29. Use of a CDK inhibitor and CPT-11 in the preparation of a medicament for treating a proliferative disorder.

30. Use of a CDK inhibitor in the preparation of a medicament for the treatment of a proliferative disorder, wherein said medicament is for use in combination therapy with CPT-11.

31. Use of CPT-11 in the preparation of a medicament for the treatment of a proliferative disorder, wherein said medicament is for use in combination therapy with a CDK inhibitor.

32. Use according to any one of claims 6 to 8 or 28 to 31, or a method according to any one of claims 18 to 27, wherein the CPT-11 is administered in an amount sufficient to cause an increase in CDK1 levels.

33. Use according to any one of claims 6 to 8 or 28 to 31, or a method according to any one of claims 18 to 27, wherein the CDK inhibitor is administered in an amount sufficient to induce apoptosis.

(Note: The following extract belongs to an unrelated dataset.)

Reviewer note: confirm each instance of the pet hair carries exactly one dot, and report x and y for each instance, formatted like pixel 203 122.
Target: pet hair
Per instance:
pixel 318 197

34. A combination comprising a CDK inhibitor and a DNA topoisomerase 1 inhibitor.

35. A combination according to claim 34 wherein the DNA topoisomerase 1 inhibitor is selected from CPT-11, camptothecin, topotecan and lurtotecan.

36. A method of treating a proliferative disorder in a subject, said method comprising the steps of:

(i) administering a DNA topoisomerase 1 inhibitor in an amount sufficient to cause an increase in CDK1 levels; and (ii) administering a CDK inhibitor in an amount sufficient to induce apoptosis.

37. A method according to claim 36 wherein the DNA topoisomerase 1 inhibitor is CPT-11.

38. A method according to claim 36 or claim 37 wherein the CDK inhibitor is roscovitine.

39. A method according to any one of claims 36 to 38 wherein steps (i) and (ii) are sequential.